Basically really big computer, Colossus, is built to protect and serve by controlling all the US and allied defense systems. Computer becomes sentient. Computer discovers another computer like itself ( awww.) in Russia (no!). Colossus demands to be put in contact with the Russian computer (Guardian) or it will blow something up. You’ld think it wouldn’t need help to make contact, oh well. Guardian and Colossus start speaking in a binary language that no one understands. Eventually by blowing up missile silos, killing scientists who try to pull the plug and issuing threats of nuclear annihilation, it (the two have become one at this point) takes over, leaving mankind the job of puny servant. In the end Colossus predicts: “In time, you will come to regard me not only with respect and awe, but with love”. Forbin replies: “Never”.
Back to my computer room.
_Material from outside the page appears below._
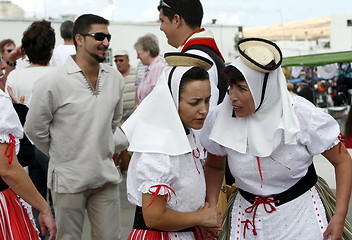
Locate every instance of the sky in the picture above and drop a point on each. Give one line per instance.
(246, 13)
In order to transfer the information from my old computer to my new computer I have to connect them and with the help of the “Migration Assistant” (the Communal Service Agency?) let them talk to each other. Sound familiar? Connected with an ethernet cord. Where is this ether of which you speak?
They didn’t talk in binary, or if they did they weren’t telling me. I just got the blue line that slowly grows longer as more info gets transferred. Started out pretty good. One hour and 3 minutes, doesn’t sound too long to transfer the system, applications, recipes and photos. But what do I know?
Well three hours later and it is still saying 8 minutes left. Its been saying 8 minutes for the last half hour so it must have discovered a cute computer in North Korea. But it keeps smiling at me, telling me everything is all right. Only 8 more minutes. Smile.
I wait another half hour and shut it down before the missiles are armed. There ain’t no respect and awe going on here. Frustration, anger and betrayal is what I’m feeling. My second attempt isn’t any better. Finally after consulting other users of this process, via my laptop of course, I discover a lot of angry people who have waited hours even up to a day (are you nuts?) for those last 8 minutes to be loaded on to their computer. To make a long story short, thanks to a suggestion on a forum of other pissed off people, I backed the old computer up to an external drive and downloaded the whole thing to the new computer in about a 10 minutes. No more talking, no more smiley faces, no love. Never! So watch out Colossus, I don’t care what you threaten, I’m pulling your plug! I’ve got 8 minutes to do it.